Talking about what your family member wants is one of the most effective ways to ensure your loved one's wishes are honored
Posted in , Nov 13, 2018
If you are caring for a loved one who has recently been diagnosed with dementia or a related disorder such as Alzheimer’s disease, it can feel devastating. Often, families avoid talking with their loved one about what the diagnosis could mean. It may feel too scary to talk about. But, if you don’t have these conversations, you may find yourself having to make important decisions about your loved one’s care or other health-related decisions without ever having asked what they would have preferred. This may leave you feeling guilty because you’re not sure if you have done what they would have wanted.
According to research from the Center for Research and Education at Benjamin Rose Institute on Aging, having conversations about future care as early as possible after a dementia diagnosis can be one of the most effective ways to reduce these feelings of guilt and stress. It also helps ensure that your loved one’s wishes are honored.
Ask yourself these 3 questions about the care your loved one may want in the future.

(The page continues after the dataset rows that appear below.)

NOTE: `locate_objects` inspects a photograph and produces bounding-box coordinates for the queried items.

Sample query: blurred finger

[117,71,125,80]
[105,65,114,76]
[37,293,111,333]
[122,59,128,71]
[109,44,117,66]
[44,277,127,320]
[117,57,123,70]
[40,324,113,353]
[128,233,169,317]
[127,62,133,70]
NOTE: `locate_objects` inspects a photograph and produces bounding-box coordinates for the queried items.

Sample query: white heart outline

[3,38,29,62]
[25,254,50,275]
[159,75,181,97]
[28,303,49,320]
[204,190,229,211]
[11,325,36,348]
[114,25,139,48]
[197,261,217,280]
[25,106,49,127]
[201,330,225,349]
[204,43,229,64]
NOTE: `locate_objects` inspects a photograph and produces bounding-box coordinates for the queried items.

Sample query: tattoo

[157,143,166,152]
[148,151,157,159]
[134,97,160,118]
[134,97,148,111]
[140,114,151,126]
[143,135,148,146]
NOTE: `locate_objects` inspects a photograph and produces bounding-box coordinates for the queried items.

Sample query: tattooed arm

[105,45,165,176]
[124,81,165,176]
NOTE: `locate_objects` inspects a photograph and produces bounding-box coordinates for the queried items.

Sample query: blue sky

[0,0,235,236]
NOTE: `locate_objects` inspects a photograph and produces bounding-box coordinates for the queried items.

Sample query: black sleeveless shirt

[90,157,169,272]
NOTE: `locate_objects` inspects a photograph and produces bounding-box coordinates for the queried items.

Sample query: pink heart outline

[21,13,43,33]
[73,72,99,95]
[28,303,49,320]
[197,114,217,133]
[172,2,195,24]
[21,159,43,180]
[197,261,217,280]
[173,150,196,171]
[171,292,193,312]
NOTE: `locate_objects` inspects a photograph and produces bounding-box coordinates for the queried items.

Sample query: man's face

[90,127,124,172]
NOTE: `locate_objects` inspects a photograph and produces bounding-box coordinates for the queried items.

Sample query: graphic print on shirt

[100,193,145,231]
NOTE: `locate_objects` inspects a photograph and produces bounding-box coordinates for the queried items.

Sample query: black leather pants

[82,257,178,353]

The answers can help you plan and prepare to honor their wishes as much as possible.
1. What matters most to your loved one about their care?
To prepare for the future, have an open dialogue with your loved one about what it means to be diagnosed with dementia and about their future care needs.
SHARE for Dementia, an early-stage care-planning program designed by Benjamin Rose Institute on Aging out of decades worth of research, has identified 5 core values for care that most of us find important:
3. Not Being a Burden
4. Activities with Family and Friends
5. Having a Say in Who Helps Out
Does your loved one prefer to do things for themselves without help? Would they prefer to organize their own routines and spend their money how they want? If the answer is yes, that means maintaining independence is one of your loved one’s most important values when it comes to care (Orsulic-Jeras, S., Whitlatch, C. J., Szabo, S. M., Shelton, E. G., & Johnson, J. (2016). “The SHARE program for dementia: Implementation of an early-stage dyadic care-planning intervention” Dementia. Advance online publication).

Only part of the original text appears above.